Bref. Ce deuxième volume reprend les épisodes 13 à 25 de la série, soit 328 bonnes grosses pages de subversion : de quoi passer un bon moment ! Vous pourrez donc lire la suite mouvementée des événements déployés dans le premier volume, dans un découpage toujours aussi efficace. Les Invisibles continuent de combattre la Conspiration, sont à la recherche de Jack Frost qui a disparu, doivent affronter le redoutable Sir Miles et la polymorphique Mlle Dwyer, mais aussi des démons peu ragoûtants. Nous apprendrons au passage que le passé de Lord Fanny fut parfois terrible, comme celui de Mec. Et King Mob va subir d’horribles tortures. Un programme chargé, donc, où notre appétit de délirer en a pour son argent. Plusieurs dessinateurs ont réalisé ces épisodes : Phil Jimenez, Tommy Lee Edwards, Paul Johnson, Steve Yeowell, Mark Buckingham et Jill Thompson : pas mal ! Les couvertures originales, toutes reproduites, sont absolument géniales, signées par le très talentueux Sean Philips.
Le premier volume s’intitulait Say You Want a Revolution, celui-ci Entropy in the U.K., on passe donc des Beatles aux Sex Pistols : vivement le prochain album !

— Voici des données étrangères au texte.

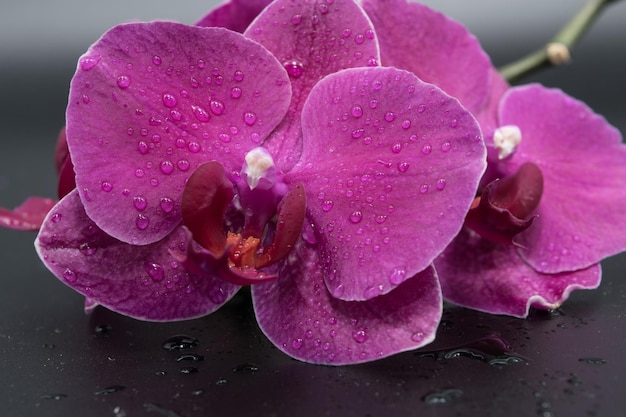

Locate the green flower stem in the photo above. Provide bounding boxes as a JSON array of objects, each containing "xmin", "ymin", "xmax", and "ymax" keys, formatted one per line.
[{"xmin": 498, "ymin": 0, "xmax": 618, "ymax": 82}]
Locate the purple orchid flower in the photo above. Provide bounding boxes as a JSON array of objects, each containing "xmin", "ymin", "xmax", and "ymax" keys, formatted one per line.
[
  {"xmin": 435, "ymin": 84, "xmax": 626, "ymax": 317},
  {"xmin": 36, "ymin": 0, "xmax": 485, "ymax": 364}
]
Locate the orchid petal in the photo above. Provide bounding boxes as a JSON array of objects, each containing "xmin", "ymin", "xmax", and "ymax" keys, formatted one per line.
[
  {"xmin": 67, "ymin": 22, "xmax": 291, "ymax": 244},
  {"xmin": 362, "ymin": 0, "xmax": 493, "ymax": 113},
  {"xmin": 245, "ymin": 0, "xmax": 379, "ymax": 170},
  {"xmin": 252, "ymin": 241, "xmax": 442, "ymax": 365},
  {"xmin": 0, "ymin": 197, "xmax": 56, "ymax": 231},
  {"xmin": 35, "ymin": 191, "xmax": 239, "ymax": 321},
  {"xmin": 435, "ymin": 229, "xmax": 601, "ymax": 318},
  {"xmin": 196, "ymin": 0, "xmax": 271, "ymax": 33},
  {"xmin": 284, "ymin": 67, "xmax": 485, "ymax": 301},
  {"xmin": 500, "ymin": 84, "xmax": 626, "ymax": 273}
]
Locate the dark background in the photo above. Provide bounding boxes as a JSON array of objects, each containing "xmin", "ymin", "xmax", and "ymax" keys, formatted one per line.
[{"xmin": 0, "ymin": 0, "xmax": 626, "ymax": 417}]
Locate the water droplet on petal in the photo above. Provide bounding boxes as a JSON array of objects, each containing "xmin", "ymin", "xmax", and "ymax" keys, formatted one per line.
[
  {"xmin": 63, "ymin": 268, "xmax": 77, "ymax": 284},
  {"xmin": 160, "ymin": 160, "xmax": 174, "ymax": 175},
  {"xmin": 350, "ymin": 210, "xmax": 363, "ymax": 224},
  {"xmin": 191, "ymin": 106, "xmax": 211, "ymax": 122},
  {"xmin": 389, "ymin": 267, "xmax": 406, "ymax": 285},
  {"xmin": 135, "ymin": 214, "xmax": 150, "ymax": 230},
  {"xmin": 163, "ymin": 93, "xmax": 178, "ymax": 108},
  {"xmin": 80, "ymin": 56, "xmax": 100, "ymax": 71},
  {"xmin": 117, "ymin": 75, "xmax": 130, "ymax": 90},
  {"xmin": 243, "ymin": 112, "xmax": 256, "ymax": 126},
  {"xmin": 144, "ymin": 262, "xmax": 165, "ymax": 282},
  {"xmin": 352, "ymin": 329, "xmax": 368, "ymax": 343},
  {"xmin": 209, "ymin": 100, "xmax": 225, "ymax": 116},
  {"xmin": 283, "ymin": 60, "xmax": 304, "ymax": 78}
]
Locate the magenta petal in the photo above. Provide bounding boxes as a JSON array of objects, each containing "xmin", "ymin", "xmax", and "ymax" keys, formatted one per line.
[
  {"xmin": 35, "ymin": 191, "xmax": 239, "ymax": 321},
  {"xmin": 245, "ymin": 0, "xmax": 379, "ymax": 170},
  {"xmin": 252, "ymin": 241, "xmax": 442, "ymax": 365},
  {"xmin": 435, "ymin": 229, "xmax": 601, "ymax": 317},
  {"xmin": 0, "ymin": 197, "xmax": 56, "ymax": 231},
  {"xmin": 363, "ymin": 0, "xmax": 493, "ymax": 113},
  {"xmin": 196, "ymin": 0, "xmax": 271, "ymax": 33},
  {"xmin": 67, "ymin": 22, "xmax": 291, "ymax": 244},
  {"xmin": 285, "ymin": 67, "xmax": 485, "ymax": 300},
  {"xmin": 500, "ymin": 85, "xmax": 626, "ymax": 273}
]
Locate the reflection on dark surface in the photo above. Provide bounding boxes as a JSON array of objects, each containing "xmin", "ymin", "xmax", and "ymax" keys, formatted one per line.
[{"xmin": 0, "ymin": 21, "xmax": 626, "ymax": 417}]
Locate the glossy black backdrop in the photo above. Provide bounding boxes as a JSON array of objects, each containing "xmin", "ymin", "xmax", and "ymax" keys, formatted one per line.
[{"xmin": 0, "ymin": 1, "xmax": 626, "ymax": 417}]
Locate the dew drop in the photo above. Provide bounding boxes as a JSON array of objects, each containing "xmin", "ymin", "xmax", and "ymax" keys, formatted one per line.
[
  {"xmin": 322, "ymin": 200, "xmax": 335, "ymax": 212},
  {"xmin": 133, "ymin": 196, "xmax": 148, "ymax": 211},
  {"xmin": 135, "ymin": 214, "xmax": 150, "ymax": 230},
  {"xmin": 80, "ymin": 56, "xmax": 100, "ymax": 71},
  {"xmin": 191, "ymin": 106, "xmax": 211, "ymax": 122},
  {"xmin": 78, "ymin": 242, "xmax": 98, "ymax": 256},
  {"xmin": 176, "ymin": 159, "xmax": 191, "ymax": 172},
  {"xmin": 385, "ymin": 111, "xmax": 396, "ymax": 122},
  {"xmin": 389, "ymin": 267, "xmax": 406, "ymax": 285},
  {"xmin": 163, "ymin": 93, "xmax": 178, "ymax": 109},
  {"xmin": 291, "ymin": 337, "xmax": 304, "ymax": 350},
  {"xmin": 349, "ymin": 210, "xmax": 363, "ymax": 224},
  {"xmin": 144, "ymin": 262, "xmax": 165, "ymax": 282},
  {"xmin": 160, "ymin": 160, "xmax": 174, "ymax": 175},
  {"xmin": 352, "ymin": 128, "xmax": 365, "ymax": 139},
  {"xmin": 230, "ymin": 87, "xmax": 242, "ymax": 99},
  {"xmin": 161, "ymin": 335, "xmax": 198, "ymax": 351},
  {"xmin": 63, "ymin": 268, "xmax": 77, "ymax": 284},
  {"xmin": 352, "ymin": 329, "xmax": 369, "ymax": 343},
  {"xmin": 209, "ymin": 100, "xmax": 225, "ymax": 116},
  {"xmin": 243, "ymin": 112, "xmax": 256, "ymax": 126},
  {"xmin": 283, "ymin": 60, "xmax": 304, "ymax": 78},
  {"xmin": 159, "ymin": 197, "xmax": 174, "ymax": 213},
  {"xmin": 100, "ymin": 181, "xmax": 113, "ymax": 193},
  {"xmin": 117, "ymin": 75, "xmax": 130, "ymax": 90}
]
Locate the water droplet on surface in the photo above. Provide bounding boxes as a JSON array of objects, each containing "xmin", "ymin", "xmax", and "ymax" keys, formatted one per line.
[
  {"xmin": 191, "ymin": 106, "xmax": 211, "ymax": 122},
  {"xmin": 160, "ymin": 160, "xmax": 174, "ymax": 175},
  {"xmin": 389, "ymin": 267, "xmax": 406, "ymax": 285},
  {"xmin": 352, "ymin": 329, "xmax": 369, "ymax": 343},
  {"xmin": 78, "ymin": 242, "xmax": 98, "ymax": 256},
  {"xmin": 161, "ymin": 335, "xmax": 198, "ymax": 351},
  {"xmin": 133, "ymin": 196, "xmax": 148, "ymax": 211},
  {"xmin": 159, "ymin": 197, "xmax": 174, "ymax": 213},
  {"xmin": 176, "ymin": 353, "xmax": 204, "ymax": 362},
  {"xmin": 423, "ymin": 388, "xmax": 463, "ymax": 405},
  {"xmin": 243, "ymin": 112, "xmax": 256, "ymax": 126},
  {"xmin": 163, "ymin": 93, "xmax": 178, "ymax": 108},
  {"xmin": 322, "ymin": 200, "xmax": 335, "ymax": 212},
  {"xmin": 233, "ymin": 363, "xmax": 259, "ymax": 374},
  {"xmin": 209, "ymin": 100, "xmax": 225, "ymax": 116},
  {"xmin": 63, "ymin": 268, "xmax": 78, "ymax": 284},
  {"xmin": 117, "ymin": 75, "xmax": 130, "ymax": 90},
  {"xmin": 283, "ymin": 60, "xmax": 304, "ymax": 78},
  {"xmin": 349, "ymin": 210, "xmax": 363, "ymax": 224},
  {"xmin": 145, "ymin": 262, "xmax": 165, "ymax": 282},
  {"xmin": 80, "ymin": 56, "xmax": 100, "ymax": 71},
  {"xmin": 135, "ymin": 214, "xmax": 150, "ymax": 230}
]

WISDOM : RUDIMENTS DE SAGESSE (Panini Comics, Max)

Les fans de la série Excalibur connaissent évidemment le nom de Peter Wisdom. Comme le rappelle l’introduction de cet album, ce personnage a été créé par Warren Ellis, et s’inscrit donc dans une lignée de « héros » désabusés, cyniques et pour tout dire tordus. Son pouvoir ? Oh, vous savez, des histoires de doigts et d’énergie… Rudiments de Sagesse est le premier volume consacré à Wisdom dans la collection Max, reprenant les six épisodes de cette mini-série signée Paul Cornell, Trevor Hairsine et Manuel Garcia, parue initialement en 2006-2007. Le fait que Cornell soit anglais donne une continuité affective au personnage original, et on le sent à l’aise avec le contexte de la série. Depuis un certain moment, l’Angleterre subit les attaques du monde des fées : fées elles-mêmes, évidemment (plutôt pas gentilles, à éviter au-dessus des berceaux), mais aussi des géants kidnappeurs, un dragon furax, des créatures belliqueuses et autres réjouissances. L’imaginaire et le folklore fantastiques britanniques sont aussi visités, comme ces géants endormis formant le paysage de certaines campagnes anglaises. Les services secrets britanniques vont faire appel à Peter Wisdom pour enrayer le phénomène. Mais Wisdom ne sera pas seul sur le coup, puisque pour l’aider dans ce combat il va diriger un groupe d’agents très spéciaux : Tink la fée dissidente, John le Skrull, Sid Ridley alias Captain Midlands (oui, je sais), et la belle Maureen Raven. Héros cynique, équipe hétéroclite, combat de l’ombre, fantastique, scénariste britannique : vous me direz, que de points communs avec Les Invisibles que je viens de vous chroniquer ! Eh bien pourtant non, ces deux œuvres n’ont rien à voir. Wisdom reste avant tout une bonne série de divertissement, mais n’a pas l’intention déployée dans Les Invisibles, n’étant pas là pour donner ça (et pourtant on rencontre encore les Beatles dans ce premier volume de Wisdom !); ce qui ne veut surtout pas dire que je ne vous en conseille pas la lecture qui s’avère très agréable. Les dessins de Hairsine et Garcia sont très plaisants, et les images de l’invasion martienne de Londres constituent un très bel hommage à La Guerre des Mondes d’H.G. Wells.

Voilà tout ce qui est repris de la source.